At Carnegie Hall, AI-backed music's possibilities take stage
As the conductor guided the orchestra's musicians with precision, he suddenly reached for a laptop computer, tapping commands that synched the digital with the symphonic.
That nuance stood out as Orchestra Now from Bard College in New York state performed at the Stern Auditorium at Carnegie Hall on Saturday to open the seventh annual China Now Music Festival in New York City with the theme Composing the Future.
At the weeklong festival that runs through Saturday, Oct 19, different generations of Chinese composers form the 1960s to the present will feature pieces that merge traditional elements with emerging music techniques, including the use of artificial intelligence.
Sun Yuming, a composer, music producer and lecturer on electronic music composition at the Central Conservatory of Music (CCOM) in Beijing, introduced his piece Starry Night to the New York audience.
Instead of offering a composer's traditional acknowledgment after the symphony while seated in the audience, Sun took to the stage with his laptop, programming in real time with conductor Cai Jindong, who also was equipped with a laptop and the full musical score.
The composition featured AI-driven visual algorithms and real-time timbre rendering to blend physical and virtual instruments.

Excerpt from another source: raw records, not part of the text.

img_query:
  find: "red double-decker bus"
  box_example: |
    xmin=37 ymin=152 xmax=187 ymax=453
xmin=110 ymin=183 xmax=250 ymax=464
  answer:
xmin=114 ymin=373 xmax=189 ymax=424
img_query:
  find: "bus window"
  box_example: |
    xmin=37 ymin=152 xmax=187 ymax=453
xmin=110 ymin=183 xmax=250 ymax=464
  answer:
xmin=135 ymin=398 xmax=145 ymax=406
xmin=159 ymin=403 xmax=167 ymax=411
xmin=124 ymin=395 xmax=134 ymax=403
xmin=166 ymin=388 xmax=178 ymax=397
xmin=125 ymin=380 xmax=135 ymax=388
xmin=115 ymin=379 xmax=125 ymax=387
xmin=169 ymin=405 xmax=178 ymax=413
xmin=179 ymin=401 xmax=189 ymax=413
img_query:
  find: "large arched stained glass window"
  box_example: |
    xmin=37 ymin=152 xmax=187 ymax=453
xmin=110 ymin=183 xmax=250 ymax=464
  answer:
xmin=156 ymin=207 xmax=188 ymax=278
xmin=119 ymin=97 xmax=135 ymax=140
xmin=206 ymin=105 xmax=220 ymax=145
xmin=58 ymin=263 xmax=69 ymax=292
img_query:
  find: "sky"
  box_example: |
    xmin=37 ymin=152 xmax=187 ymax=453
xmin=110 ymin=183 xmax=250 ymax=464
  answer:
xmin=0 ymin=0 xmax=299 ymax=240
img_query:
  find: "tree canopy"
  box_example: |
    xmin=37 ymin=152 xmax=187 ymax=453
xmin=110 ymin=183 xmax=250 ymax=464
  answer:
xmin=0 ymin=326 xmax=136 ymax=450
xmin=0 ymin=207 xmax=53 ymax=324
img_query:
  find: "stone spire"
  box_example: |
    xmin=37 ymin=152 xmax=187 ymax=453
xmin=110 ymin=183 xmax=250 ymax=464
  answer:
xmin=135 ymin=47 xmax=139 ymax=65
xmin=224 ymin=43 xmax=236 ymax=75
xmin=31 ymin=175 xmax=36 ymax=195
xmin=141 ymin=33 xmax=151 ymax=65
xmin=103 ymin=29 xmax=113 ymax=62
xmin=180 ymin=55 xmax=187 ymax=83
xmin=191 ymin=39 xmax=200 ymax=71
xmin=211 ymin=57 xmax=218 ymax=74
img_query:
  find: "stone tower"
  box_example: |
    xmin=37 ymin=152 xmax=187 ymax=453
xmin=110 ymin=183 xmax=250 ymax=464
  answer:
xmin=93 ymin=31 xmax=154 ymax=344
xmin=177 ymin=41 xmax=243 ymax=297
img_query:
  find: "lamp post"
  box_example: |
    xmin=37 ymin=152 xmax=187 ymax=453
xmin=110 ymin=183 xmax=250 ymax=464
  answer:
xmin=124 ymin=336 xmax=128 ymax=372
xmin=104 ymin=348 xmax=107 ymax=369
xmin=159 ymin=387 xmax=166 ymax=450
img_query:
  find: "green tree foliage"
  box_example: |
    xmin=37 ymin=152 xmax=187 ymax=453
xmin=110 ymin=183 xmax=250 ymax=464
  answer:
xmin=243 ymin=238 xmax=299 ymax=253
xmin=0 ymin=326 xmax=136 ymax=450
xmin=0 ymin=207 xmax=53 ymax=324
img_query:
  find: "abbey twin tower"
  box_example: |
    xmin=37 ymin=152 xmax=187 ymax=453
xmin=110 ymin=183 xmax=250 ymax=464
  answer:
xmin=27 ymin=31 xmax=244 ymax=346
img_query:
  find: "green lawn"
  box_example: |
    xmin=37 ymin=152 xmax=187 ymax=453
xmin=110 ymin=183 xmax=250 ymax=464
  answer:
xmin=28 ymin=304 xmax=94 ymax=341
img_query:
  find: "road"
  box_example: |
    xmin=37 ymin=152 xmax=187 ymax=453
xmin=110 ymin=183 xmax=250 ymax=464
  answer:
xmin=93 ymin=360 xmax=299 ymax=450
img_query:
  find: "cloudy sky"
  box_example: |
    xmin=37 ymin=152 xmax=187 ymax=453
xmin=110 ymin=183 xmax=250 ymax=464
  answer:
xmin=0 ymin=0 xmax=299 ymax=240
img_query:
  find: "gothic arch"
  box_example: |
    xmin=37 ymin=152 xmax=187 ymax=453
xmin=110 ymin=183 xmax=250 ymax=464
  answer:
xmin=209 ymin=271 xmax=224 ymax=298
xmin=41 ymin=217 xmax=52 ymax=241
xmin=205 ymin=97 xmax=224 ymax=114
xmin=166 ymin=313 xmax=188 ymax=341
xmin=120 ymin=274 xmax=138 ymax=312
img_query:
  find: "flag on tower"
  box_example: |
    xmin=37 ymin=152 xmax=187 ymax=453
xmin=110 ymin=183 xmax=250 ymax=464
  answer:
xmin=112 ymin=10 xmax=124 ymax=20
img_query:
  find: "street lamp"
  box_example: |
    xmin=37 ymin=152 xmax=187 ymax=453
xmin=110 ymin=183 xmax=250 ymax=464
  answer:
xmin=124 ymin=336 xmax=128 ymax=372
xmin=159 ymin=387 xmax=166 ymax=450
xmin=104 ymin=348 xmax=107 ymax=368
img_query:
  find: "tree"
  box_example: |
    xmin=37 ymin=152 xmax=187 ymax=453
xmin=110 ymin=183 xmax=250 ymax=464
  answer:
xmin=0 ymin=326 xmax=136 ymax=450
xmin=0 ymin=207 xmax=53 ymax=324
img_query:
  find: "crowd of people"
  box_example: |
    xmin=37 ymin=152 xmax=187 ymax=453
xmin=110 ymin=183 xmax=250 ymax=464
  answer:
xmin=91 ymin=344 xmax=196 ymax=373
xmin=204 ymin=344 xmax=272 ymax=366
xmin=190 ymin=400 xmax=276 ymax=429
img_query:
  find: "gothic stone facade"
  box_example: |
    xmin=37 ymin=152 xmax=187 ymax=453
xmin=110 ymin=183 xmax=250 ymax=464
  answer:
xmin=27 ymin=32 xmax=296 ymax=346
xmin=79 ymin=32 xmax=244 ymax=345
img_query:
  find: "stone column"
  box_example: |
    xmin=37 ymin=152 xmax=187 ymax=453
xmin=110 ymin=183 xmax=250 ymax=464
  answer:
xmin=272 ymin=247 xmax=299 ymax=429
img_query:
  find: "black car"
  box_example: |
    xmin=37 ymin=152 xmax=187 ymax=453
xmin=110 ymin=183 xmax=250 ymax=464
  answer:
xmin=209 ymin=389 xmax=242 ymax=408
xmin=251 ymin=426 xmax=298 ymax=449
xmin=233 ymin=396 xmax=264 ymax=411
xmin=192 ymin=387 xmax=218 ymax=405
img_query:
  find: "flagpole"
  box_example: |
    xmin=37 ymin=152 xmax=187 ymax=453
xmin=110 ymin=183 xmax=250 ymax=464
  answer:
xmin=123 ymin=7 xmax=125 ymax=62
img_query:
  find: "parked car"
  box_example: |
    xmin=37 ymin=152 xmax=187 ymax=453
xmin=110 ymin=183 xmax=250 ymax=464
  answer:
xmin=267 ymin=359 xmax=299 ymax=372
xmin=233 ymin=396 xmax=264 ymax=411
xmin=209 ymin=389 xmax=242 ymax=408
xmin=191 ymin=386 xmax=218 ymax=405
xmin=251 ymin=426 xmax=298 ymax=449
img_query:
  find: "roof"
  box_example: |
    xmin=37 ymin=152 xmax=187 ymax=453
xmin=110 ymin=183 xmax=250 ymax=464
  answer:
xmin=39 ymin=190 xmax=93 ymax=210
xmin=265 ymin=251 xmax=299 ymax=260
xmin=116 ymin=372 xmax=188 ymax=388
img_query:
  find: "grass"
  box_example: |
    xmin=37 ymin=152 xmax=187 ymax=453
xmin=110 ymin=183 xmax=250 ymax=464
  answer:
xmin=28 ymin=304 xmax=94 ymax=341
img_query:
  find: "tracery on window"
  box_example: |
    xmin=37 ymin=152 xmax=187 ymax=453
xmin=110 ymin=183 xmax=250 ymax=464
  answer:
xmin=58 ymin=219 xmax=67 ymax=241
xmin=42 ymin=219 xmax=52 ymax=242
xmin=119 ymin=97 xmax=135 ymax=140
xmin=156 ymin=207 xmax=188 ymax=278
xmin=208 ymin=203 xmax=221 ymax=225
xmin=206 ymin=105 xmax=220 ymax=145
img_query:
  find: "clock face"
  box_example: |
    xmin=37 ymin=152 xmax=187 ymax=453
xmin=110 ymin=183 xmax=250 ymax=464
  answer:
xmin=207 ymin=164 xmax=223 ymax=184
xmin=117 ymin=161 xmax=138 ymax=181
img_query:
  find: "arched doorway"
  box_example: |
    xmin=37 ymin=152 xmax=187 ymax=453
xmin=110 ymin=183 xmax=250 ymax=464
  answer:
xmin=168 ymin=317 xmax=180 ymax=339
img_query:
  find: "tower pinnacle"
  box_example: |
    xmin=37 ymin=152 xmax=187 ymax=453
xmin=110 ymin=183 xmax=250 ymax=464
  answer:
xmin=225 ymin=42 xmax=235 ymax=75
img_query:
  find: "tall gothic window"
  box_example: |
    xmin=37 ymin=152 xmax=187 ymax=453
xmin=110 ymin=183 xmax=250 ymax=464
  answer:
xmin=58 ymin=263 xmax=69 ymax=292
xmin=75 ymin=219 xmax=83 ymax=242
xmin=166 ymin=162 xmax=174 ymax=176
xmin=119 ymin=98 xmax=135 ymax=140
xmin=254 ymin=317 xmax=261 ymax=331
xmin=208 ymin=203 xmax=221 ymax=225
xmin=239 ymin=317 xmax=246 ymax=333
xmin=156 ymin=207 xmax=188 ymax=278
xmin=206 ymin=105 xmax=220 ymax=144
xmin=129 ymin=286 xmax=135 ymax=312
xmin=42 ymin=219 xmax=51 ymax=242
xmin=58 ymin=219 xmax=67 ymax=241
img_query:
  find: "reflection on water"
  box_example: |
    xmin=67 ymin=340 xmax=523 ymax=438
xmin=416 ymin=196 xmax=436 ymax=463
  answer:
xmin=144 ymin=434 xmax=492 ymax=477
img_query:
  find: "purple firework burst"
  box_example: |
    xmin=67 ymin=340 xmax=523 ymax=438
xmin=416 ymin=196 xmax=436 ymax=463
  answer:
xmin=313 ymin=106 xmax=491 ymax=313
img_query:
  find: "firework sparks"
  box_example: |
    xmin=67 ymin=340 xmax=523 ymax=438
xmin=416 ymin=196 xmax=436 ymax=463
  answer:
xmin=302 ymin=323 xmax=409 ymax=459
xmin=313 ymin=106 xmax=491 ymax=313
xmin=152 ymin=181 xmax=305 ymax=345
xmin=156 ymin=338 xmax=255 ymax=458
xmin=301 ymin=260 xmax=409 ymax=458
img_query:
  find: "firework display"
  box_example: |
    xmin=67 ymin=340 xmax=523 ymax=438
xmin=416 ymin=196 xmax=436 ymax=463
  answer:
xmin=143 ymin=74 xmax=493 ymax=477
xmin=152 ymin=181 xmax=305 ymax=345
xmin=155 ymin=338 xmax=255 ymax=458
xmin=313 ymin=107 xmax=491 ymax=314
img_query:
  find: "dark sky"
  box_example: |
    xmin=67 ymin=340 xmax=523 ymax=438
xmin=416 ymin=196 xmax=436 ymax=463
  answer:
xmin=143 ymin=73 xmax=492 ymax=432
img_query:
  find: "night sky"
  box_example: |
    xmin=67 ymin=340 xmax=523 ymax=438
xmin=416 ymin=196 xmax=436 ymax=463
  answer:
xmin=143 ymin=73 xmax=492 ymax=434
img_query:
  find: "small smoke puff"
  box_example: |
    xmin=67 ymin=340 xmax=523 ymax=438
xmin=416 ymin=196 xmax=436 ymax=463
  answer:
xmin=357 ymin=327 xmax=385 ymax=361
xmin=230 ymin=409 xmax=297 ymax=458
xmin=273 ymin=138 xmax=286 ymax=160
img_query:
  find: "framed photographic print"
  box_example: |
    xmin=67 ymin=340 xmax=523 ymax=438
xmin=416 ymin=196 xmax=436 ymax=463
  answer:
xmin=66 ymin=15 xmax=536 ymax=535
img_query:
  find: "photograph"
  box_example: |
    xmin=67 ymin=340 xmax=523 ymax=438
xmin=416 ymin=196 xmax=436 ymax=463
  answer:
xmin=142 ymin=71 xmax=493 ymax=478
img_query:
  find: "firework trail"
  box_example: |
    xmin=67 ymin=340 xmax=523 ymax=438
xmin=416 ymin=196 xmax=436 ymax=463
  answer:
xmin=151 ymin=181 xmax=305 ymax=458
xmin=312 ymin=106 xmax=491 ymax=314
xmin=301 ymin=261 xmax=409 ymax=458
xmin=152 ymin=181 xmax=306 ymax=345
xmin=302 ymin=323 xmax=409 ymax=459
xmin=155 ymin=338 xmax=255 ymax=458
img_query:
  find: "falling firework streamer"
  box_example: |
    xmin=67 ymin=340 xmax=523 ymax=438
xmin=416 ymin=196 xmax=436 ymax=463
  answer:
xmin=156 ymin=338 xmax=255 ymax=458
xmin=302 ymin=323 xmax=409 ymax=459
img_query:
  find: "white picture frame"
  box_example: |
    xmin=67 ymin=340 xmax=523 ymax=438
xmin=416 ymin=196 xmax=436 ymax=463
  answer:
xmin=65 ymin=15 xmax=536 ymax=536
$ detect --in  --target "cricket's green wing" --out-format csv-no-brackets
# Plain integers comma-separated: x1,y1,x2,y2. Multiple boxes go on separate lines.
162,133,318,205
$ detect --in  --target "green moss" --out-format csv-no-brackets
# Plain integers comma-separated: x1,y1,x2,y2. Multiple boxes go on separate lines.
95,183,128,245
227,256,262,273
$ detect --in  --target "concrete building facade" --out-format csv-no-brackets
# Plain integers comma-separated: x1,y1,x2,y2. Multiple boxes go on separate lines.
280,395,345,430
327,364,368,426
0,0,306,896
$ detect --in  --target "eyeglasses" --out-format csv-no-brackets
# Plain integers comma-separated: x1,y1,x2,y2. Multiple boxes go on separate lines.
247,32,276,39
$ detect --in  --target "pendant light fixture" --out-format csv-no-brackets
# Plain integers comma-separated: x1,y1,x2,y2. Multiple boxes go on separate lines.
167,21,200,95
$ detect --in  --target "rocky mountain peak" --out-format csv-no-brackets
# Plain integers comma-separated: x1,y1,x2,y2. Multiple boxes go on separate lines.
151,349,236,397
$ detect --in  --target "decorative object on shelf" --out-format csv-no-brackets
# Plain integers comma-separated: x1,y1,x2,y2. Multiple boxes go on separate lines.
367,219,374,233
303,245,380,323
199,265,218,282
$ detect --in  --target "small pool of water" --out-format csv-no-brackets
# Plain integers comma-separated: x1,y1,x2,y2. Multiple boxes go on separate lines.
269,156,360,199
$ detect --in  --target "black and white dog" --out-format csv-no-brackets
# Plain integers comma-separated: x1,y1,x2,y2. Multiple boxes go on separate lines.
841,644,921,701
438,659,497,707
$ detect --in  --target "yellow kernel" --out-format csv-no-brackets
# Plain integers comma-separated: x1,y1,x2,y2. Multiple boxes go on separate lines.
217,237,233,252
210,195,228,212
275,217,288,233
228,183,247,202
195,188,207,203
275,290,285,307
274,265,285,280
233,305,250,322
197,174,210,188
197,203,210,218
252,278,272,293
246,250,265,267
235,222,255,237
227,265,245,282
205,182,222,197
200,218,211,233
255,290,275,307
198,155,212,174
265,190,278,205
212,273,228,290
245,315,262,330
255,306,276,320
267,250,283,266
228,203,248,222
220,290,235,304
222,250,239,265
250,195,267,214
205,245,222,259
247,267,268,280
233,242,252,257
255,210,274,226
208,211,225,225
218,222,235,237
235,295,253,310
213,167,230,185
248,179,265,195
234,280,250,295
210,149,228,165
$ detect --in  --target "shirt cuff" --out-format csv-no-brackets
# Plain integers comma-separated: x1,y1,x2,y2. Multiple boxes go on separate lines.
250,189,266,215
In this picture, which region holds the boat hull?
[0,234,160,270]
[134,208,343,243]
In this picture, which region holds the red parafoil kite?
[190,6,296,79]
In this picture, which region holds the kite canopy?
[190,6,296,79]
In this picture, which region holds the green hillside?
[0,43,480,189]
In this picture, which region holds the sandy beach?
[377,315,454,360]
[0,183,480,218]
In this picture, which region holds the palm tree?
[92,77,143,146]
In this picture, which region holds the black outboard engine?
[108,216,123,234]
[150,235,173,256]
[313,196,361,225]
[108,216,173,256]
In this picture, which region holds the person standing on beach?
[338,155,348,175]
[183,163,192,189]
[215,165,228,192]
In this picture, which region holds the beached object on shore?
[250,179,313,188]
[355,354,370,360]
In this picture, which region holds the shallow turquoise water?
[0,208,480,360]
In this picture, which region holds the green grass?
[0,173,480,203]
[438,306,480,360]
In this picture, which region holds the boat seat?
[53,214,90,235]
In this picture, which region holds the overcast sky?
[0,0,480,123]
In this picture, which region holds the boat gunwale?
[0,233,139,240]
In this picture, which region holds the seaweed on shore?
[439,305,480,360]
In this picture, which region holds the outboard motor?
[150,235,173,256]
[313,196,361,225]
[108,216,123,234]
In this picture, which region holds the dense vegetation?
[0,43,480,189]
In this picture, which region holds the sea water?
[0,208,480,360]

"Sound has countless forms of expression, and through technological means, we create simulated sounds, as if crafting a virtual instrument that fuses electronic and traditional music," Sun told China Daily. "This approach combines the unique characteristics of traditional instruments with the innovations of electronic music, integrating AI throughout the entire performance — not only in sound but also in the visual effects on stage."